Skeptics might write this off as novelty—therapy dressed in dragon costumes. However, the clinical reasoning is actually sound. What psychologists refer to as psychological distance is created by the game. In addition to being themselves, players are not themselves. They are taking on the role of a character, making decisions that feel important in the narrative but have no real-world consequences if they go wrong. That distance isn’t a ploy for a child whose anxiety makes everyday social situations seem disastrous. That’s the whole idea.
Similar initiatives have been steadily expanding across the nation. Since 2020, William Nation, a staff psychologist at Johns Hopkins, has led a D&D therapy group called Social Skills Quest, where students use their characters to process everything from religious trauma to social anxiety. One student created a druid whose god had died as a metaphor for their own spiritual crisis, which they were still unable to discuss openly. They mourned inside the game. It can be difficult for traditional talk therapy to provide that kind of therapeutic access.

Anxiety, depression, dissociative identity disorder, and social development in autistic people were all significantly improved by RPG-based therapy, according to research published in 2025 through NIH-affiliated journals that looked at case studies from seven to nineteen years of age. Although researchers are cautious to point out that there is still a lack of long-term impact data, the results are encouraging. Even though the academic framework is still catching up, there is a feeling among the clinical community that something genuine is taking place here.

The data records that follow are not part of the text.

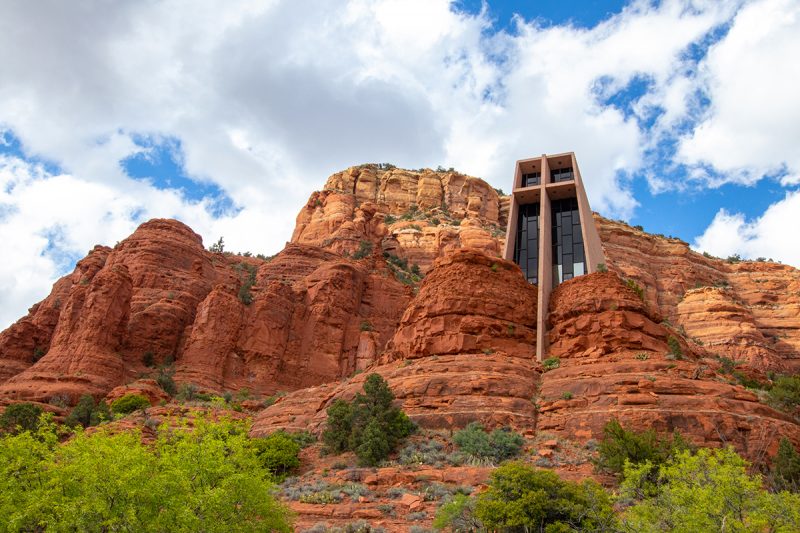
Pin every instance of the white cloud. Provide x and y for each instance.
(773, 235)
(752, 78)
(269, 97)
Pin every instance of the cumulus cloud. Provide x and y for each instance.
(265, 98)
(772, 235)
(751, 78)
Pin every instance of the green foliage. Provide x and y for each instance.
(129, 403)
(709, 491)
(370, 426)
(458, 514)
(785, 471)
(495, 447)
(785, 393)
(364, 250)
(520, 498)
(635, 287)
(674, 347)
(218, 247)
(88, 413)
(248, 280)
(278, 453)
(207, 478)
(621, 446)
(551, 363)
(21, 417)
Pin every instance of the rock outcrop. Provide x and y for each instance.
(615, 361)
(416, 215)
(746, 310)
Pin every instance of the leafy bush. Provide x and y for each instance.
(706, 491)
(620, 446)
(785, 471)
(551, 363)
(635, 287)
(206, 478)
(278, 453)
(497, 446)
(129, 403)
(370, 426)
(520, 498)
(88, 413)
(21, 417)
(458, 514)
(785, 393)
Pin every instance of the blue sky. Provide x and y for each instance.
(227, 116)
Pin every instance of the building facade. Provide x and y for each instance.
(551, 233)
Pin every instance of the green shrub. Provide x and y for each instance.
(370, 426)
(458, 514)
(364, 250)
(674, 347)
(620, 446)
(785, 393)
(203, 478)
(785, 471)
(88, 413)
(707, 491)
(21, 417)
(520, 498)
(635, 287)
(278, 453)
(497, 446)
(551, 363)
(129, 403)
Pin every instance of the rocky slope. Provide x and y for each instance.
(747, 311)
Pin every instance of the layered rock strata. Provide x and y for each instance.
(616, 361)
(463, 352)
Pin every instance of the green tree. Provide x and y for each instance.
(370, 426)
(88, 413)
(21, 417)
(207, 478)
(709, 491)
(278, 453)
(129, 403)
(785, 471)
(339, 426)
(620, 446)
(521, 498)
(497, 446)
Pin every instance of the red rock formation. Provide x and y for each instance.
(615, 362)
(440, 212)
(760, 308)
(464, 351)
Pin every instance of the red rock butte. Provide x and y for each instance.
(407, 274)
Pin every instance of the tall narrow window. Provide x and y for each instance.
(526, 245)
(568, 253)
(561, 174)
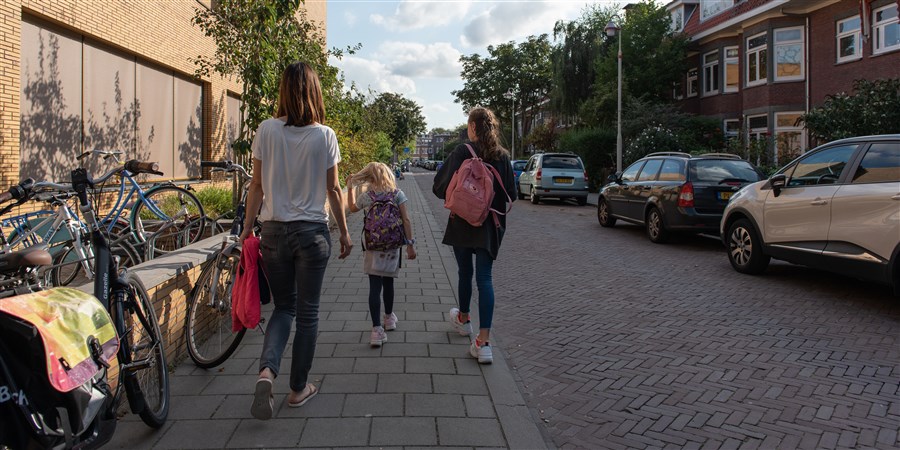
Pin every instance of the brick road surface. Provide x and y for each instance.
(621, 343)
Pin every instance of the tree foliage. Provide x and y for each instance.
(524, 68)
(874, 108)
(398, 117)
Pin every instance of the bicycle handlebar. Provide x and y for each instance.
(136, 167)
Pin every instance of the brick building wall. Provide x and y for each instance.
(159, 32)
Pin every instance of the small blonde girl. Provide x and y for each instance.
(379, 179)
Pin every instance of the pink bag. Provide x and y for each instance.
(471, 191)
(245, 302)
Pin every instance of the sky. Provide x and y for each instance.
(412, 47)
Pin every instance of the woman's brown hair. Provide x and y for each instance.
(300, 96)
(487, 130)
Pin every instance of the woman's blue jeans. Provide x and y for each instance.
(483, 278)
(295, 255)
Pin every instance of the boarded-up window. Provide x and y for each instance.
(50, 103)
(127, 105)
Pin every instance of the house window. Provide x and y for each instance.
(732, 129)
(732, 74)
(757, 59)
(693, 87)
(790, 137)
(711, 73)
(709, 8)
(887, 29)
(789, 54)
(848, 39)
(678, 19)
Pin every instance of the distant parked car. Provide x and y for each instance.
(556, 175)
(674, 191)
(518, 167)
(835, 208)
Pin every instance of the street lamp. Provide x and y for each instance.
(611, 30)
(510, 95)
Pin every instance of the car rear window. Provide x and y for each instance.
(716, 170)
(562, 162)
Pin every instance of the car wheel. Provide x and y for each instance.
(745, 248)
(603, 216)
(656, 229)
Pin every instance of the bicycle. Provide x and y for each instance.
(208, 327)
(142, 374)
(162, 219)
(63, 233)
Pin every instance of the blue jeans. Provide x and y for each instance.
(295, 255)
(483, 278)
(376, 283)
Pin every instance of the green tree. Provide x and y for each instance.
(255, 41)
(873, 108)
(525, 68)
(582, 43)
(398, 117)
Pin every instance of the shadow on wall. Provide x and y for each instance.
(189, 151)
(50, 139)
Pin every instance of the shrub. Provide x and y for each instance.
(216, 200)
(597, 149)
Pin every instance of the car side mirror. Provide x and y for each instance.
(778, 182)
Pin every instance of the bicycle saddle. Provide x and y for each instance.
(29, 257)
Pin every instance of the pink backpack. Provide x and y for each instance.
(471, 191)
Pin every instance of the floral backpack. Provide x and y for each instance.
(383, 226)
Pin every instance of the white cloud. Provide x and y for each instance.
(411, 59)
(371, 74)
(350, 18)
(513, 21)
(414, 15)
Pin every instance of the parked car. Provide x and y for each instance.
(556, 175)
(518, 167)
(674, 192)
(835, 208)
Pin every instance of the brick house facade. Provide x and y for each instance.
(78, 75)
(757, 65)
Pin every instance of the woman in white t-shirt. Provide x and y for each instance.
(295, 169)
(382, 266)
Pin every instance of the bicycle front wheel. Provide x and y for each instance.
(175, 219)
(208, 332)
(142, 343)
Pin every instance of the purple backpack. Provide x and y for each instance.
(383, 226)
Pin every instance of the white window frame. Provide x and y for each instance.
(785, 43)
(729, 60)
(789, 129)
(711, 73)
(856, 34)
(762, 78)
(690, 90)
(878, 30)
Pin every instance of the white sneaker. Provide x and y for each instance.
(377, 337)
(464, 329)
(390, 322)
(482, 352)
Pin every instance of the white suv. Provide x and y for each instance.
(837, 208)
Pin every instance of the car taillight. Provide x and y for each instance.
(686, 197)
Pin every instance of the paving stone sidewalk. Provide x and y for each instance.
(421, 389)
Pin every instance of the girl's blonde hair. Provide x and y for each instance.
(378, 176)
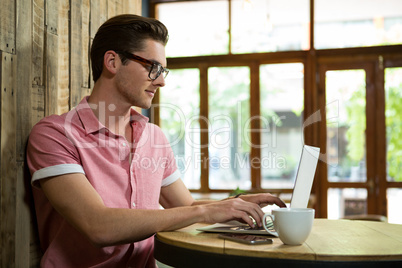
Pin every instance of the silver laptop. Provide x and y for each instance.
(300, 196)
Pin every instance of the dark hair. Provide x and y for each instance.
(124, 33)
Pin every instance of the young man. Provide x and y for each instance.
(96, 204)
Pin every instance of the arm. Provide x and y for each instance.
(78, 202)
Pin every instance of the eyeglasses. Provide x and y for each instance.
(156, 68)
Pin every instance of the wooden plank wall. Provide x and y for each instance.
(44, 69)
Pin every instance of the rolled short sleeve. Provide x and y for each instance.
(50, 152)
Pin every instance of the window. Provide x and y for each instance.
(357, 23)
(253, 80)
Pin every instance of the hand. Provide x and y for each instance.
(238, 209)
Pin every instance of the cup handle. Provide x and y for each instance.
(264, 220)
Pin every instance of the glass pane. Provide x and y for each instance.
(394, 199)
(346, 125)
(281, 105)
(393, 119)
(357, 23)
(346, 202)
(275, 25)
(179, 119)
(229, 111)
(196, 28)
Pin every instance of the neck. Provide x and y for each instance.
(112, 113)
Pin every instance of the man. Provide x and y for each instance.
(96, 205)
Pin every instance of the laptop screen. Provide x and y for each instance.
(305, 177)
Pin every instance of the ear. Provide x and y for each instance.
(111, 61)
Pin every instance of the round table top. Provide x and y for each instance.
(330, 240)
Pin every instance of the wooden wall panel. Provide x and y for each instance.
(44, 69)
(8, 158)
(51, 57)
(64, 57)
(38, 18)
(7, 26)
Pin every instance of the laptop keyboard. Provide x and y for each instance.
(270, 227)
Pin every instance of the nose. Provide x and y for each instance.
(160, 81)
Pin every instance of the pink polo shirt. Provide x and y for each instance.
(76, 142)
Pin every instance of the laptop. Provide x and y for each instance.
(300, 196)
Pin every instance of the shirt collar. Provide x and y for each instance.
(91, 123)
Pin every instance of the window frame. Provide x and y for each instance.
(377, 56)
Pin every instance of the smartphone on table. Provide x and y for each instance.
(247, 239)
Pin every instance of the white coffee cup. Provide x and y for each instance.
(293, 225)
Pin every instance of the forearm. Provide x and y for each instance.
(111, 226)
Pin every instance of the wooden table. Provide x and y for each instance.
(331, 243)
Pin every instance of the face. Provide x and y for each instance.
(132, 81)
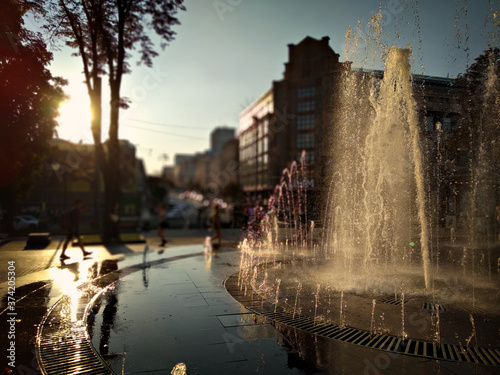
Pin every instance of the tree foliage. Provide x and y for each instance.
(105, 33)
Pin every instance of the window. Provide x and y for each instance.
(305, 122)
(309, 157)
(429, 123)
(447, 123)
(306, 106)
(305, 140)
(306, 92)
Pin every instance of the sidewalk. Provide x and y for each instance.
(148, 309)
(41, 279)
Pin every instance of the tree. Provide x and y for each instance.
(29, 101)
(104, 32)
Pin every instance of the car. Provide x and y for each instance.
(25, 221)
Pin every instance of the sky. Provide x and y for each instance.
(227, 53)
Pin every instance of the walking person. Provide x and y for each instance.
(216, 224)
(71, 223)
(162, 223)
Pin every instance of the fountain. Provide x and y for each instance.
(379, 252)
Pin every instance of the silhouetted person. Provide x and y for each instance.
(216, 224)
(162, 223)
(71, 223)
(114, 217)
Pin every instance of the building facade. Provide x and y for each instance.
(290, 117)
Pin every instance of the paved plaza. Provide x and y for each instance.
(141, 309)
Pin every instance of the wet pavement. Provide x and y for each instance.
(148, 309)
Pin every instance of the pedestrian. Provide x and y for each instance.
(162, 223)
(71, 224)
(114, 217)
(216, 224)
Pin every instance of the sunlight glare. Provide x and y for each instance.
(75, 115)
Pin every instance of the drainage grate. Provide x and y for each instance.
(419, 348)
(434, 306)
(391, 300)
(63, 346)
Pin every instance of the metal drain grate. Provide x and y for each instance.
(434, 306)
(63, 346)
(419, 348)
(391, 300)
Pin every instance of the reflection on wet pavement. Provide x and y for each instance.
(179, 312)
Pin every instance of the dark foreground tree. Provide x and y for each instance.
(29, 101)
(105, 32)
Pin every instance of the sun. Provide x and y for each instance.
(75, 115)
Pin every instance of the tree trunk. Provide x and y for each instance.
(112, 178)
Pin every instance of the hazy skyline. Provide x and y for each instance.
(228, 52)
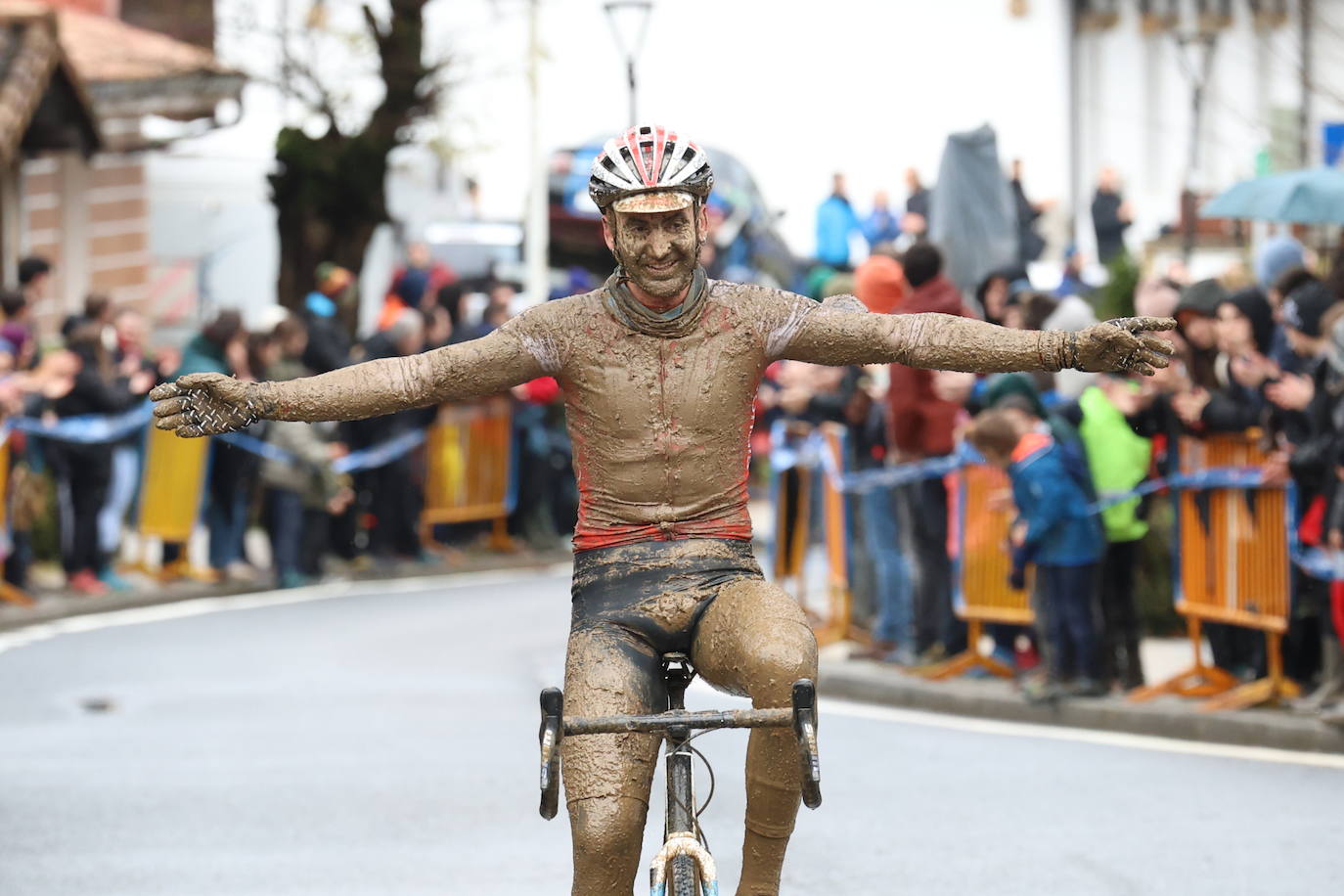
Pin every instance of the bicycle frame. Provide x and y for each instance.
(682, 830)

When you watch this develop from the outside, it’s amazing how intuitive everything feels when you sit with it. Kids can comprehend games. They are aware of stakes, rules, teamwork, and creativity. Wyman creates puzzles in which the group can only be saved by a character’s unique strengths, such as a high wisdom score. All of a sudden, the hero of the moment is a young child who has confidence issues. That’s not a coincidence. The therapy is that.